At his press conference accompanying the ECB's decision to cut its key interest rate 25 basis points to a record-low 1.00%, Trichet said the ECB will conduct liquidity-providing longer-term refinancing operations with a maturity of 12 months.
Meanwhile, the Bank of England maintained its key interest rate at 0.50%, saying it will scale up its asset-purchase program by 50 billion pounds to 125 billion pounds in an effort to lower borrowing costs.
The dollar plunged to a monthly low versus the higher-yielding euro after the rate calls, but rallied in afternoon dealing as stocks fell. The buck improved to 1.3360 after slipping as low as 1.3469.
Against the sterling, the dollar surged higher in mid-day dealing after hitting a fresh 4-month low earlier in the day. The dollar jumped back to 1.4985, a big improvement from its January low of 1.5196.
The dollar jumped to a 3-week high of 99.74 versus the yen, but leveled off to 99. On a longer term basis, the dollar has been hovering below the century mark for about a month.
Resource-linked currencies like the loonie and aussie have sured against the dollar of late, but with the rally in commodities price losing a bit of steam today, the dollar was able to stabilize.
The buck edged higher to 1.1743 from a 6-month low of 1.1627 against the loonie.
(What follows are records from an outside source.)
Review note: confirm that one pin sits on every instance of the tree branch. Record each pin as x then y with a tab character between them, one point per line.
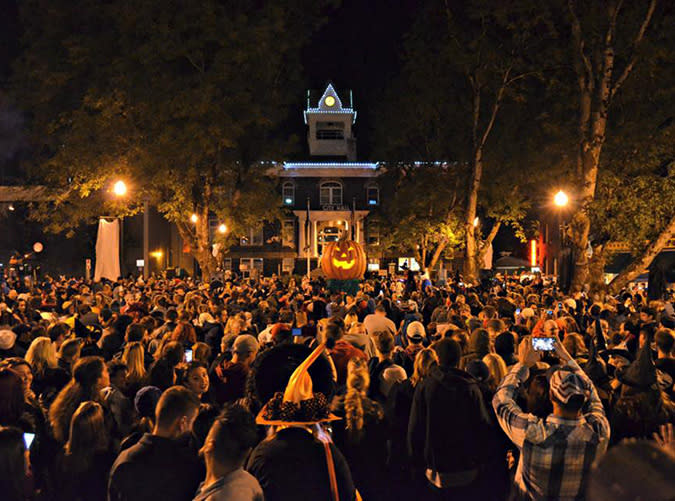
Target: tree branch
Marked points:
580	44
638	40
495	108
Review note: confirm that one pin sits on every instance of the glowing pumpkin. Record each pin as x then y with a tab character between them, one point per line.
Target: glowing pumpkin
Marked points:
343	260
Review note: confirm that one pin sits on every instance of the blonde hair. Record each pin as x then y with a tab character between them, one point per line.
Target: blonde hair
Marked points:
350	319
41	355
425	359
497	368
134	358
87	436
358	381
201	352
At the same time, the buck improved to .7522 from a 7-month low of .7616 against the aussie.
Government data released Thursday indicated that layoffs in the US eased again last week, another encouraging sign for the job market a day before closely-watched monthly statistics are set to be released.
This is the latest in a recent string of releases that have suggested that steep job losses could begin to flatten out soon, as the pace of economic contraction shows signs of slackening.
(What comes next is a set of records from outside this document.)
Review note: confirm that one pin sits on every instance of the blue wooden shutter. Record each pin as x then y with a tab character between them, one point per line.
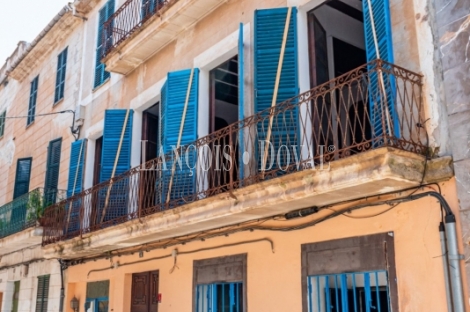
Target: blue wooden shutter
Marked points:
383	31
113	125
173	102
269	33
60	78
241	99
52	172
23	174
77	163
U.S. regulators are prepared to release the eagerly awaited results of the stress tests conducted on the nation's nineteen largest financial institutions at 5 p.m. EDT today.
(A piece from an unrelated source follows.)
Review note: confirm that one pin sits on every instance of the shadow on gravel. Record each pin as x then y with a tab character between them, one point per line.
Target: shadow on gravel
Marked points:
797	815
The results will lay out how much more capital banks might be required to raise in order to satisfy the new stringent capital requirements. Each of the nineteen institutions will be rated for their ability to weather various economic scenarios.
Leaked reports have suggested that several of the financial companies examined by the government don't need additional capital. Last night on TV, Geithner assured that none of the country's biggest banks are insolvent.